B. LES MOYENS DES SERVICES (TITRE III)

Les dépenses ordinaires constituent 99,8 % des crédits du budget de l'enseignement scolaire. Elles s'élèvent à 53,92 milliards d'euros (+ 2,3 %) dans le projet de loi de finances pour 2003.

Les moyens des services représentent 86 % des dépenses ordinaires. Ils s'établissent à 46,41 milliards d'euros en 2002.

Plus de 96 % des moyens des services, et plus 83 % des dépenses ordinaires, sont directement consacrées aux traitements des personnels en activité, aux pensions des retraités et aux charges sociales, pour un montant total de 44,8 milliards d'euros.

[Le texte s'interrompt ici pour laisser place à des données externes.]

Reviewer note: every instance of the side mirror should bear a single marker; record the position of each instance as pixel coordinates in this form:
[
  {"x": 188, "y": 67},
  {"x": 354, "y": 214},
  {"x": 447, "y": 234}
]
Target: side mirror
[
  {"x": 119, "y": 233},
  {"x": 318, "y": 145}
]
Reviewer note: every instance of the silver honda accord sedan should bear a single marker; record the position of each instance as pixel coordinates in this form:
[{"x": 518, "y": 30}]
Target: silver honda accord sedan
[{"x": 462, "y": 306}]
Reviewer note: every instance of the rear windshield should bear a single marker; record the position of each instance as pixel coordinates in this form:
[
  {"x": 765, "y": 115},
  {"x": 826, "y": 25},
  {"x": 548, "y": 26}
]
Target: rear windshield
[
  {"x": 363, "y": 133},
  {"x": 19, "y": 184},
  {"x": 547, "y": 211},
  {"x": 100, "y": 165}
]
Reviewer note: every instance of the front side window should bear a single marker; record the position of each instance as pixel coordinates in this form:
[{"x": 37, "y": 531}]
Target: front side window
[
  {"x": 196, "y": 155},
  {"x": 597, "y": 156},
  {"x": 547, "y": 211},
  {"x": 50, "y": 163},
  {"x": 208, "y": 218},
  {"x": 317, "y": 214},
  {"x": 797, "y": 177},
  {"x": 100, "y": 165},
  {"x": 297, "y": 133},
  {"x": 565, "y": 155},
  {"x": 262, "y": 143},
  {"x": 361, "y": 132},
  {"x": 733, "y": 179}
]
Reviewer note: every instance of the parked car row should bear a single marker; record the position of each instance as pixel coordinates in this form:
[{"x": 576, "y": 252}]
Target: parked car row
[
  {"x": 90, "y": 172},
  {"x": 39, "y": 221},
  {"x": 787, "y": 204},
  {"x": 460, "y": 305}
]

Cela souligne, s'il en est encore besoin, l'enjeu que représentent la politique salariale et la gestion prévisionnelle des emplois .

1. Les crédits destinés directement aux rémunérations et aux charges sociales des personnels

Les dépenses directement 81 ( * ) consacrées aux rémunérations et aux pensions progressent de 990 millions d'euros (+ 2,2 %) dans le projet de budget pour 2003.

Cette progression s'explique aux deux-tiers par la hausse des dépenses de pension prises en charge par la section budgétaire (+ 640 millions d'euros ). On peut d'ailleurs souligner de manière plus générale le dynamisme des dépenses de pensions, qui devraient doubler entre 1994 et 2004.

Evolution du montant des pensions de la jeunesse et de l'éducation nationale

(en milliards d'euros)

1994

1995

1996

1998

1999

2000

2001

2002

2003

Montant total

7,23

8,00

8,43

9,65

10,37

11,11

11,93

12,81

nc

dont au budget de l'enseignement scolaire

6,36

6,64

7,36

8,27

8,87

9,51

10,08

10,93

11,57

Source : ministère de l'éducation nationale.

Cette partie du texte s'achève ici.